[java] Best implementation for hashCode method for a collection

How do we decide on the best implementation of hashCode() method for a collection (assuming that equals method has been overridden correctly) ?

This question is related to java hash equals hashcode

The answer is


When combining hash values, I usually use the combining method that's used in the boost c++ library, namely:

seed ^= hasher(v) + 0x9e3779b9 + (seed<<6) + (seed>>2);

This does a fairly good job of ensuring an even distribution. For some discussion of how this formula works, see the StackOverflow post: Magic number in boost::hash_combine

There's a good discussion of different hash functions at: http://burtleburtle.net/bob/hash/doobs.html


Here is another JDK 1.7+ approach demonstration with superclass logics accounted. I see it as pretty convinient with Object class hashCode() accounted, pure JDK dependency and no extra manual work. Please note Objects.hash() is null tolerant.

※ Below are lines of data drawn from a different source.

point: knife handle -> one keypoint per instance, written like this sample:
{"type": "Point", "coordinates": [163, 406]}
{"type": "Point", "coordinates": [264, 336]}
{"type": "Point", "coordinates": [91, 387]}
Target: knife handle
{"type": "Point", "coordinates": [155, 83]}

I have not include any equals() implementation but in reality you will of course need it.

import java.util.Objects;

public class Demo {

    public static class A {

        private final String param1;

        public A(final String param1) {
            this.param1 = param1;
        }

        @Override
        public int hashCode() {
            return Objects.hash(
                super.hashCode(),
                this.param1);
        }

    }

    public static class B extends A {

        private final String param2;
        private final String param3;

        public B(
            final String param1,
            final String param2,
            final String param3) {

            super(param1);
            this.param2 = param2;
            this.param3 = param3;
        }

        @Override
        public final int hashCode() {
            return Objects.hash(
                super.hashCode(),
                this.param2,
                this.param3);
        }
    }

    public static void main(String [] args) {

        A a = new A("A");
        B b = new B("A", "B", "C");

        System.out.println("A: " + a.hashCode());
        System.out.println("B: " + b.hashCode());
    }

}

I prefer using utility methods fromm Google Collections lib from class Objects that helps me to keep my code clean. Very often equals and hashcode methods are made from IDE's template, so their are not clean to read.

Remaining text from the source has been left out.